We obtained features for five genomic predictors based on the hg19 assembly: raw CADD scores from CADD version 1.3 (r0.3 Exome Aggregation Consortium dataset), DANN whole-genome SNV scores (Nov. 2014 version), FATHMM-MKL (Jan. 2015 version), fitCons multi-cell (i6 dataset) highly significant scores (p < ∼0.003), and LINSIGHT (Apr. 2017 version). We assessed performance by varying the score threshold at which a variant is called splice-disrupting (considering whether the score is positively or negatively correlated to δinclusion index). To consider the predictive power of conservation alone, we obtained phyloP 100-way (v1.4) nucleotide conservation for the hg19 genome for the SNV library. In addition, we obtained phastCons63 (v1.4) scores for 100-way eutherian mammalian nucleotide conservation for our SNV library and genome-wide SNVs from the ExAC consortium. To assess the functional effects of missense, exonic single nucleotide variants from the SNV library, we used variant annotations from PolyPhen (version 2.2.2) and SIFT (version 5.2.2).
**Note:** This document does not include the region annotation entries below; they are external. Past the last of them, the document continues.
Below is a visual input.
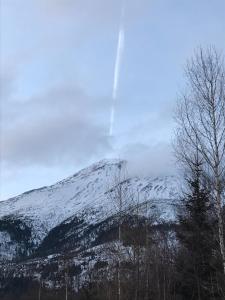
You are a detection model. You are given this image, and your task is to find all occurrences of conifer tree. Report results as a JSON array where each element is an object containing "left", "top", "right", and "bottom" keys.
[{"left": 177, "top": 161, "right": 221, "bottom": 300}]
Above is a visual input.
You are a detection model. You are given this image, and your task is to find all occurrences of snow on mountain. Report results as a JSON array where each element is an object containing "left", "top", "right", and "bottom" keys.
[{"left": 0, "top": 160, "right": 178, "bottom": 260}]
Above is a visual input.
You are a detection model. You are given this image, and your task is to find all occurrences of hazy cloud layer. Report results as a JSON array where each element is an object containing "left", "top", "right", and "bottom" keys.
[{"left": 2, "top": 86, "right": 110, "bottom": 167}]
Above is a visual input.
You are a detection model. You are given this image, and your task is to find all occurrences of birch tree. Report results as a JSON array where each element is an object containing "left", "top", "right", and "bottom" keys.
[{"left": 176, "top": 47, "right": 225, "bottom": 274}]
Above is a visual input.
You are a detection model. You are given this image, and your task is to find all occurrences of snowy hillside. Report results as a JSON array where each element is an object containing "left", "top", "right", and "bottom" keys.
[{"left": 0, "top": 160, "right": 178, "bottom": 259}]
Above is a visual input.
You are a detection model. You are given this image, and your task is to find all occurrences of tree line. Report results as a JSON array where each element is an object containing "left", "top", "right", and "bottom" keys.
[{"left": 2, "top": 47, "right": 225, "bottom": 300}]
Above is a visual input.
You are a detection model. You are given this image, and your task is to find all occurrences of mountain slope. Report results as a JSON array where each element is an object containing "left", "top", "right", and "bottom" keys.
[{"left": 0, "top": 160, "right": 177, "bottom": 259}]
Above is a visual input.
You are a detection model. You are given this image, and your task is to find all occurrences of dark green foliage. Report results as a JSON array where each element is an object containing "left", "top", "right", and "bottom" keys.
[
  {"left": 176, "top": 163, "right": 221, "bottom": 300},
  {"left": 0, "top": 215, "right": 35, "bottom": 260}
]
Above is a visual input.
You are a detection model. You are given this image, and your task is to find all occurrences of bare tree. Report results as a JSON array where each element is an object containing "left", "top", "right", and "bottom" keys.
[{"left": 176, "top": 47, "right": 225, "bottom": 274}]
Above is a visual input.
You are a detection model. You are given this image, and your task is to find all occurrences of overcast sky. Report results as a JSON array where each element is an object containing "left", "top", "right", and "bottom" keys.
[{"left": 0, "top": 0, "right": 225, "bottom": 199}]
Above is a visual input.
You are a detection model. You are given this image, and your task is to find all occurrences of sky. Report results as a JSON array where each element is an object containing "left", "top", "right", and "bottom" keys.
[{"left": 0, "top": 0, "right": 225, "bottom": 200}]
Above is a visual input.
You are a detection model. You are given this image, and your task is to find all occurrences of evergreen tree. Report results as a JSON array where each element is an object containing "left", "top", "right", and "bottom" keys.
[{"left": 176, "top": 162, "right": 220, "bottom": 300}]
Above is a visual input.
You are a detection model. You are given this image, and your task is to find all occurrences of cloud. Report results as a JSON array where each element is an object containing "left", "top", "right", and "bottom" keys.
[
  {"left": 2, "top": 86, "right": 110, "bottom": 167},
  {"left": 121, "top": 142, "right": 175, "bottom": 176}
]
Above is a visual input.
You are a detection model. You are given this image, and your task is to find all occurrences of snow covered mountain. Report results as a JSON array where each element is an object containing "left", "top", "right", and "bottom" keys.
[{"left": 0, "top": 160, "right": 178, "bottom": 260}]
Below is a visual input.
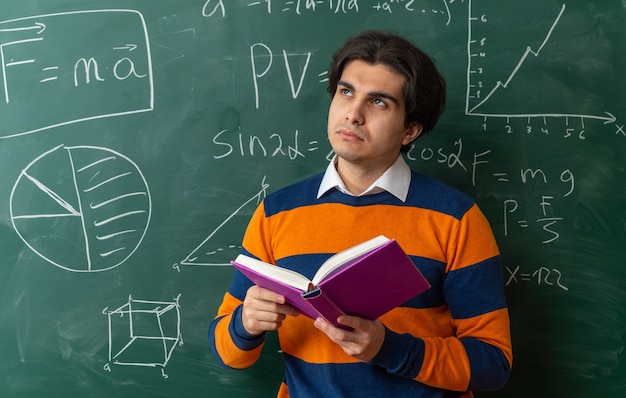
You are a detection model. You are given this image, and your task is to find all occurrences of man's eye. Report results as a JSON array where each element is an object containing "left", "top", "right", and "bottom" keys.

Assessment of deep learning and genomic predictors
We assessed above predictors using receiver operating characteristic and precision-recall analysis. We used the pROC package version 1.10.0 to compute and plot the ROC curves, calculate the 95% confidence interval, and calculate the area under the curve. The precision recall curves were plotted with a custom function which evaluates each method by varying the score threshold at which a sequence is classified as an SDV, and calculating the corresponding precision and recall. The area under the precision recall curve is calculated with the trapz function in R.
Software
bbmerge from the BBMap suite57 (BBtools package version 37) was used to merge raw paired-end sequencing files. Custom python and bash scripts used for read processing, and mapping reference and synthetic error read counts. Further analysis was performed with Python 2.7, using Pandas v0.21.0 and Numpy v1.13.3, and R v3.4.2, using dplyr v0.7.4 and ggplot2 v2.2.1. Variant analyses were performed using Ensembl Variant Effect Predictor (v80), kpLogo (2017), CADD (v1.3), DANN (Nov. 2014 version), FATHMM-MKL (Jan. 2015 version), fitCons (i6 dataset), HAL (git/ca54d11), LINSIGHT (Apr. 2017 version), phastCons (v1.4), phyloP (v1.4), PolyPhen (version 2.2.2) and SIFT (version 5.2.2) and SPANR (git/5bd33c0).
Code availability
All codes needed to reproduce the analyses is included in the following repository: https://github.com/KosuriLab/MFASS
Data availability
Raw sequencing data are available upon publication. Processed data sets are available upon request.
Acknowledgments
This work was supported by the National Institutes of Health (5U01HG007912 & DP2GM114829 to S.K.), the NIH Biomedical Big Data Training Grant (T32CA201160 to C.B.), Searle Scholars Program [to S.K.], Department of Energy (DE-FC02-02ER63421 to S.K.), UCLA, and Linda and Fred Wudl. We thank Ron Weiss for the original landing pad cell line, Felicia Codrea and Jessica Scholes (UCLA BSCRC flow cytometry core), and the BSCRC high throughput sequencing core for technical assistance. We thank X. Grace Xiao, Douglas Black, and George Church for guidance while developing MFASS.
Footnotes
↵† The authors wish it to be known that, in their opinion, the first two authors should be regarded as joint First Authors.